3.1. Whole exome sequencing: two novel variants identified in the STAT3 gene

In patients 1 and 2, the short stature, immunological and endocrinological evaluations, suggested possible defects in the STAT5B (Hwa et al., 2011; Kofoed et al., 2003) and FOXP3 (van der Vliet and Nieuwenhuis, 2007; Wildin et al., 2001), respectively, but candidate gene analyses were unrevealing. WES analysis was, therefore, undertaken.

In patient 1, WES performed in a quartet-design (patient, parents and healthy sister) revealed 42,639 variants in 13,110 genes. We applied different filtering strategies including mutation consequence (nonsense, missense, deletion or insertion in coding sequence), population frequency (<1%), inheritance pattern (auto-somal recessive or de novo) and a 250-candidate gene list considering the pathway involved. After a critical review of the literature and a final step of manual curation of the variants, a heterozygous in frame 3 bp deletion in STAT3 gene was the most likely candidate variant causing the observed phenotype of the patient.
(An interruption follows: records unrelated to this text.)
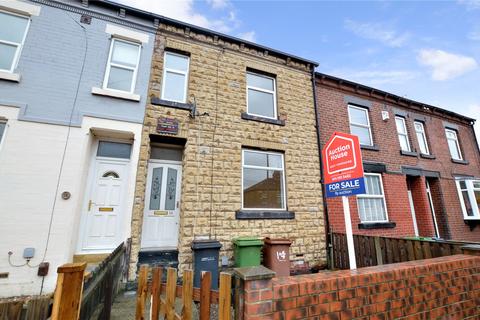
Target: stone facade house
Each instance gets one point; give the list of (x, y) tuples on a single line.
[(229, 149), (422, 163)]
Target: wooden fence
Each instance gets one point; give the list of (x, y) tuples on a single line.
[(163, 296), (373, 251), (31, 308), (102, 285)]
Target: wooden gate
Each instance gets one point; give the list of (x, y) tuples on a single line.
[(163, 295)]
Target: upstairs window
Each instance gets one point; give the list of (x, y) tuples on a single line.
[(360, 124), (175, 77), (122, 66), (261, 96), (371, 205), (263, 180), (402, 134), (421, 137), (13, 30), (469, 194), (453, 144)]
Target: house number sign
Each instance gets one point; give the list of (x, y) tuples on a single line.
[(167, 126)]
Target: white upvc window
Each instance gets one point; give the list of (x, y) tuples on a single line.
[(261, 95), (13, 31), (469, 194), (371, 205), (421, 137), (402, 134), (122, 66), (263, 180), (175, 77), (453, 144), (360, 124)]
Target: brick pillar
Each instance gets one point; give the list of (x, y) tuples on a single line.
[(253, 293), (421, 203)]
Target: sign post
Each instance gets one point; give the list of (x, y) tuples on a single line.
[(343, 177)]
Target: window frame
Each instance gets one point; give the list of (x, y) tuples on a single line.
[(404, 122), (423, 134), (176, 71), (4, 133), (273, 92), (19, 46), (284, 193), (368, 196), (109, 66), (457, 143), (471, 197), (368, 126)]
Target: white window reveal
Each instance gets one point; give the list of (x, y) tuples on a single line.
[(453, 144), (402, 134), (13, 30), (261, 96), (421, 137), (263, 182), (360, 124), (175, 77), (122, 66), (469, 194), (3, 127), (372, 206)]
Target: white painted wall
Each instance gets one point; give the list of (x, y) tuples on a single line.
[(30, 159)]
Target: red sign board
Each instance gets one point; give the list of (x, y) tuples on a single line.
[(342, 165)]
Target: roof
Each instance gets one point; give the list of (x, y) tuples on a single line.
[(392, 96), (177, 23)]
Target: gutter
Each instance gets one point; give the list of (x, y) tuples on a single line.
[(324, 198)]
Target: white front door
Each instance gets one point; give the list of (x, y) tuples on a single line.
[(162, 202), (105, 205), (412, 210)]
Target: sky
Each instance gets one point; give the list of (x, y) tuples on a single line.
[(427, 51)]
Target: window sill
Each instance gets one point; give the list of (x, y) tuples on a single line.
[(408, 153), (376, 225), (246, 116), (464, 162), (372, 148), (116, 94), (427, 156), (263, 214), (15, 77), (172, 104)]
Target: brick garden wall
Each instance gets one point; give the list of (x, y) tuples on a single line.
[(333, 116), (445, 288)]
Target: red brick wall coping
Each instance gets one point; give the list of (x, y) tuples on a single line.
[(446, 287)]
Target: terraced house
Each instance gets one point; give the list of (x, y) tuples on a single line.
[(73, 88), (421, 162), (229, 149)]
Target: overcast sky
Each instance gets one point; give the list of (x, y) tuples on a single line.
[(427, 51)]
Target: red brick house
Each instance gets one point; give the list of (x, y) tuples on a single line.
[(422, 163)]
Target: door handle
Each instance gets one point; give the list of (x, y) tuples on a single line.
[(90, 203)]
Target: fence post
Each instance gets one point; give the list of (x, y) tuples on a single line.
[(68, 292), (378, 251)]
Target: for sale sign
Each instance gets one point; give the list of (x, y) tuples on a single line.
[(342, 166)]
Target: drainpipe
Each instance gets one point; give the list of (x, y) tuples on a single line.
[(324, 198)]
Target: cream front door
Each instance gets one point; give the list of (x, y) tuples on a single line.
[(105, 205), (162, 202)]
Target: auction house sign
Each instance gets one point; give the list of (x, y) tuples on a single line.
[(342, 166)]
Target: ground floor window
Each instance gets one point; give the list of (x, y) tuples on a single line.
[(469, 194), (371, 206), (263, 180)]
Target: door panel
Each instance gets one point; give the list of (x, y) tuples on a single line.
[(162, 214), (105, 205)]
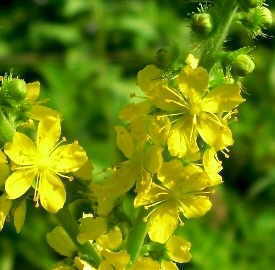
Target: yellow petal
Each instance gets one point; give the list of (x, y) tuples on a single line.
[(91, 228), (195, 206), (48, 134), (68, 158), (110, 240), (105, 265), (177, 144), (4, 173), (61, 242), (20, 215), (154, 194), (21, 150), (153, 158), (33, 91), (196, 79), (149, 78), (85, 172), (39, 112), (163, 223), (178, 249), (212, 166), (135, 110), (124, 141), (80, 264), (19, 182), (146, 263), (223, 99), (158, 129), (52, 193), (214, 132), (5, 206), (118, 259), (167, 265)]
The variant c.1847_1849delAAG is predicted to result in deletion of glutamic acid 616 (p.Glu616del), located in the SH2 domain of the protein.

WES analysis of Patient 2 and unaffected parents led to the identification of a private, de novo, heterozygous STAT3 variant, c.1276T > C, in exon 14, as the top candidate variant in the patient. The c.1276T > C generates a predicted missense substitution, p.Cys426Arg, in the DNA binding domain of the protein.

Analysis of parental DNA samples showed that both mutations had arisen de novo. According to bioinformatic algorithms and the ACMG recommendations (Richards et al., 2015), both variants were classified as likely pathogenic (Supplementary Table 3). The variant p.E616del has only been reported as a somatic mutation causing large granular lymphocytic (LGL) leukemia (COSMIC database) whereas variant p.C426R is absent from public databases of genetic variation (dbSNP, ExAC and COSMIC). The analysis of positional conservation of STAT3 residues by multiple sequence alignment from six species (human, chimpanzee, rhesus, mouse, chicken and zebrafish) showed that both residues C426 and E616 are highly conserved within the DNA binding and the SH2 domains, respectively, among species (Fig. 1). The E616 is also conserved among STAT1 and STAT2, in contrast to C426 which is not conserved among STATs proteins. Fig. 2A shows an illustration of the three-dimensional structure of the mouse Stat3b homodimer bound to DNA. The residues corresponding to the reported variants are shown in magenta. C426 is located in a region without known structure, within a stretch of 19 amino acids that is flanked by ß-sheets. Although E616 is located within the SH2 domain, it is close to the DNA binding surface and interactions between the STAT3 protein and the DNA duplex may involve this residue (Fig. 2A).

Fig. 1.

Fig. 1.

Schematics of human STAT3. The position of the two de novo mutations are shown below the STAT3 domains. Multiple sequence alignments among different species and among STAT proteins were done with PRALINE software. The color scheme indicates the least conserved alignment position (dark blue), to the most conserved alignment position (red). (For interpretation of the references to color in this figure legend, the reader is referred to the Web version of this article.)

Fig. 2.

Fig. 2.

A) Structural model of the STAT3 dimer bound to DNA (PDB ID: 1BG1) (Becker et al., 1998) in cartoon representation. Individual domains are color coded as in Fig. 1 only on the left chain. Variant residues under study are shown as space-filling mode in magenta. B) The structure has been rotated and expanded to show residues E616 and C426 (sticks) close to the DNA duplex surface. C) Surface representation of the predicted hydrophobicity of WT-STAT3 (left) and variants p.C426R (center) and p.E616del (right). Coloring was achieved using the color_h.py python script in Pymol, and the color scale is based on the Eisenberg normalized hydrophobicity scale (Eisenberg et al., 1984) where hydrophilic residues are lighter/white, and hydrophobic residues are darker/red. Both variants show an increase in the hydrophobicity surface in regions where the residues were substituted or deleted. D) Electrostatic potentials are mapped onto the molecular surfaces of WT-STAT3 and mutants, with negative potentials colored red and positive potentials colored blue. The electrostatic potentials were calculated and visualized using APBS plugin -Adaptive PoissoneBoltzmann Solver (Baker et al., 2001)- in Pymol. The variants (center and right) show an increase in the positive electrostatic potential on the DNA binding surface compared to WT-STAT3 (left). (For interpretation of the references to color in this figure legend, the reader is referred to the Web version of this article.)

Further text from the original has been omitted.